Las Vegas Sands (NYSE: LVS) has been on a tear for more than two years operationally and on the stock market, partly because of an extremely profitable casino in Singapore. In just the last quarter alone, Marina Bay Sands generated $284.5 million in property EBITDA and a 49% EBITDA margin.

But Marina Bay Sands isn't the only casino in Singapore, and I was shocked to see that Las Vegas Sands' casino is actually performing worse than Genting's Resorts World at Sentosa. Genting's Singapore resort generated $435.1 million in EBITDA during the first quarter, far more than what Sands reported, even if you adjust for the latter's bad luck (which would have brought EBITDA to $311 million).

The rival's revenue growth was even more impressive. Marina Bay Sands revenue grew just 4.4% sequentially in the first quarter while Resorts World Sentosa grew nearly 18% from the fourth quarter.
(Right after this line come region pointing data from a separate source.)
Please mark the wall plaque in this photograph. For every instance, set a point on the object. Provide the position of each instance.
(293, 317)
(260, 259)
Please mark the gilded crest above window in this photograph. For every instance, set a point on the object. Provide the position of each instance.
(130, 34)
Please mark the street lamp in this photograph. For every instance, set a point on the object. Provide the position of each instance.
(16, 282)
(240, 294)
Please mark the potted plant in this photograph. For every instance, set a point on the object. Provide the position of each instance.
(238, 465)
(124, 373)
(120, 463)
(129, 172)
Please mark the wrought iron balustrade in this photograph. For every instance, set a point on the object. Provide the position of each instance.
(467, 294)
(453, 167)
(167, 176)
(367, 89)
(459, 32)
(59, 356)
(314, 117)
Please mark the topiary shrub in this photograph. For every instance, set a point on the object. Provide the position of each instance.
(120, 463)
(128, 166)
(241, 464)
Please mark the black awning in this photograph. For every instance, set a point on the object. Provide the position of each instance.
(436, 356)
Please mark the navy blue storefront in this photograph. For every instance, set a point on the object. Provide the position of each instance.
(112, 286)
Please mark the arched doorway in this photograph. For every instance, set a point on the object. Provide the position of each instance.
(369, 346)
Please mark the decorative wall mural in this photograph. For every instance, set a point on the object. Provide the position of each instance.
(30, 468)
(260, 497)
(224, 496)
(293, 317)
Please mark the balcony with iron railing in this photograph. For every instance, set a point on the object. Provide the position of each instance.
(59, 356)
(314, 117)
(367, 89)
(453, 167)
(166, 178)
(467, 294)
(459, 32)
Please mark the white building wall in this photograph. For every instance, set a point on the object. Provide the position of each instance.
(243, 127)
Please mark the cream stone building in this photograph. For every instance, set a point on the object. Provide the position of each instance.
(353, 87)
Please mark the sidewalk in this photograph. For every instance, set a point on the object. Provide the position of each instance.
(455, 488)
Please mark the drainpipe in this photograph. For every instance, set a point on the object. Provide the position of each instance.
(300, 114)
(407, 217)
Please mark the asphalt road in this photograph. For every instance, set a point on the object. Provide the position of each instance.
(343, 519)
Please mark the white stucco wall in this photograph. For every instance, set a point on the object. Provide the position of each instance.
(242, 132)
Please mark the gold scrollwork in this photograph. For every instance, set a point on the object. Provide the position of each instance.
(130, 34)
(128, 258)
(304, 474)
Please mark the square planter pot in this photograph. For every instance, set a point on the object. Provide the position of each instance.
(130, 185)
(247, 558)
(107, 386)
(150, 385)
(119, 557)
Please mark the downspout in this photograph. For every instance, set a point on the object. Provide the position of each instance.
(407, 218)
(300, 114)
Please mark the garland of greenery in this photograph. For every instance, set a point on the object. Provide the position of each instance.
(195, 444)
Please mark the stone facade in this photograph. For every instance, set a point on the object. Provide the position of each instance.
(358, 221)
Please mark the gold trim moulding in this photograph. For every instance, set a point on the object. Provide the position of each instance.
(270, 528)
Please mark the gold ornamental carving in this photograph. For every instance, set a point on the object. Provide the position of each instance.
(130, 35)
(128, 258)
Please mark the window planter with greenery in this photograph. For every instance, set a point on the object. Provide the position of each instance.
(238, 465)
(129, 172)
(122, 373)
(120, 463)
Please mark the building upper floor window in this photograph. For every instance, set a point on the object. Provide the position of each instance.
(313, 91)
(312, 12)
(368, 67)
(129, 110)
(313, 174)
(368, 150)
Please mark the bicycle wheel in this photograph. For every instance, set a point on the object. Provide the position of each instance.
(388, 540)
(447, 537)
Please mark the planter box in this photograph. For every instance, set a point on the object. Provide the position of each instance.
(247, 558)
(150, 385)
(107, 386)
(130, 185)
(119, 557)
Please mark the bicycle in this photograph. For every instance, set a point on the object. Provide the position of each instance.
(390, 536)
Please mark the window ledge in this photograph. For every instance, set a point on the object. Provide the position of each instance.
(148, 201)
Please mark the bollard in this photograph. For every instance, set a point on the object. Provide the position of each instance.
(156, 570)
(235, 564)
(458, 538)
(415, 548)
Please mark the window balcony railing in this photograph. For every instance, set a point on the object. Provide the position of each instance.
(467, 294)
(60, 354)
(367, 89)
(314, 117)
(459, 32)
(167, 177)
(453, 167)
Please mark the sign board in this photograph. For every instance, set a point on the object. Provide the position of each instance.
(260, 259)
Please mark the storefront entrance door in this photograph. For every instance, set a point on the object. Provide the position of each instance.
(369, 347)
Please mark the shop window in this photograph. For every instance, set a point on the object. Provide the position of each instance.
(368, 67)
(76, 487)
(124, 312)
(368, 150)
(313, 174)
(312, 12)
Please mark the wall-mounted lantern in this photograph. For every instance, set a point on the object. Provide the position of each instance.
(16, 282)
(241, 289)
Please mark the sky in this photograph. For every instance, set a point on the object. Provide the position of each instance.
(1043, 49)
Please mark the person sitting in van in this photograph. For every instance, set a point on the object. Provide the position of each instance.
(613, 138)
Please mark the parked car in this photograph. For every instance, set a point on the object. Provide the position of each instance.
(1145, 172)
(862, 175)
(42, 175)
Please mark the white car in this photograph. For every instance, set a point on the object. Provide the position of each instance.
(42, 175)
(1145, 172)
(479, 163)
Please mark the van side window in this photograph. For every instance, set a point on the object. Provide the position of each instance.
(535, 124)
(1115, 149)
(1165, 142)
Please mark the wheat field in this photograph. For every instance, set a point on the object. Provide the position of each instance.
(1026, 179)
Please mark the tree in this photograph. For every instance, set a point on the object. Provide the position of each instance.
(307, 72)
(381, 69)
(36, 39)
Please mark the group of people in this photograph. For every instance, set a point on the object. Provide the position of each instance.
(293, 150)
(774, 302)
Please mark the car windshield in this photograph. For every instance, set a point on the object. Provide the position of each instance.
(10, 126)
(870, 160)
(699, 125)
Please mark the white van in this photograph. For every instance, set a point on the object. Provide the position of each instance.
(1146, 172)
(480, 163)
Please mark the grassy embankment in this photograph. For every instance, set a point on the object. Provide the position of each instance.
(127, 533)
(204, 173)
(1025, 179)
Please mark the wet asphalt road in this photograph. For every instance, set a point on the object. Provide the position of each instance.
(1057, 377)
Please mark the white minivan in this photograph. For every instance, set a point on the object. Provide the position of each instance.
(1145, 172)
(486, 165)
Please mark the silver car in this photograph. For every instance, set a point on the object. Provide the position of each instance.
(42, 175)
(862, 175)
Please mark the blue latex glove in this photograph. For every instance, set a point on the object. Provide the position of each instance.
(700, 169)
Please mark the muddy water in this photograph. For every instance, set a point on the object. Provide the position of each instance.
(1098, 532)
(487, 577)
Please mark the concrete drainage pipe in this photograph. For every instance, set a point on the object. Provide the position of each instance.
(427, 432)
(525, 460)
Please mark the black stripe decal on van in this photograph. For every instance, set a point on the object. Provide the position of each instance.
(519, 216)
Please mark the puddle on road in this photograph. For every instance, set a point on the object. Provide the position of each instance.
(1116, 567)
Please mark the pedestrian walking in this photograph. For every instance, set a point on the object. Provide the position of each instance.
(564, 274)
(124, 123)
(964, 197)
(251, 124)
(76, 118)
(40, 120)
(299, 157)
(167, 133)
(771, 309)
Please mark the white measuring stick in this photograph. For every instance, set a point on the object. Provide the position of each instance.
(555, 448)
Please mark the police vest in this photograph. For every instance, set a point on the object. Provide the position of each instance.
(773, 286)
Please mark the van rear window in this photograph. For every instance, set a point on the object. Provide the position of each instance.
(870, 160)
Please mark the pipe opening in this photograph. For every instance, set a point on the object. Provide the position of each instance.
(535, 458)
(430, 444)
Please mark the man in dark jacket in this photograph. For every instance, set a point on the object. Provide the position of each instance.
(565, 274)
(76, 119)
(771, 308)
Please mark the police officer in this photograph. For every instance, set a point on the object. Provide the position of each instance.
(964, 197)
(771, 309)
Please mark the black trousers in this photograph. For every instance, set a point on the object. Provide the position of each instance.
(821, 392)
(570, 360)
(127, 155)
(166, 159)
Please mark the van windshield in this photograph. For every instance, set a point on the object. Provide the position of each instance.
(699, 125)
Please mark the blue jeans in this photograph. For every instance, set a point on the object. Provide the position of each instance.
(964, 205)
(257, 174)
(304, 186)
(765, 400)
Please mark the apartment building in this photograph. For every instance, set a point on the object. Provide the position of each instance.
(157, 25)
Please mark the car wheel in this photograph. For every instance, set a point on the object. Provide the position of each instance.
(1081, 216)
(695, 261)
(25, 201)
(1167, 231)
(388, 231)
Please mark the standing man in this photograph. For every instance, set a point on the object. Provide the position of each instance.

And that should continue to improve once the company opens its Universal Studios Singapore park in two weeks.

The comparison should be taken with a grain of salt, but the numbers are very interesting. Marina Bay Sands is a convention-driven resort in the heart of downtown Singapore, while Resorts World is like Disney World with gambling.

The envy of the room
Of course, competitors would love to have a casino like Marina Bay Sands in their portfolios. MGM Resorts (NYSE: MGM) spent more money to build CityCenter than either Singapore development cost and will take a year to generate the EBITDA both generated in just one quarter.

Melco Crown (Nasdaq: MPEL) and Wynn Resorts (Nasdaq: WYNN) are both in much better shape than MGM and are raking in money in Macau but would also love to have a piece of the Singapore market.

Las Vegas Sands has done well in Singapore, but with less than half of the market share I wonder if the company could be doing even better?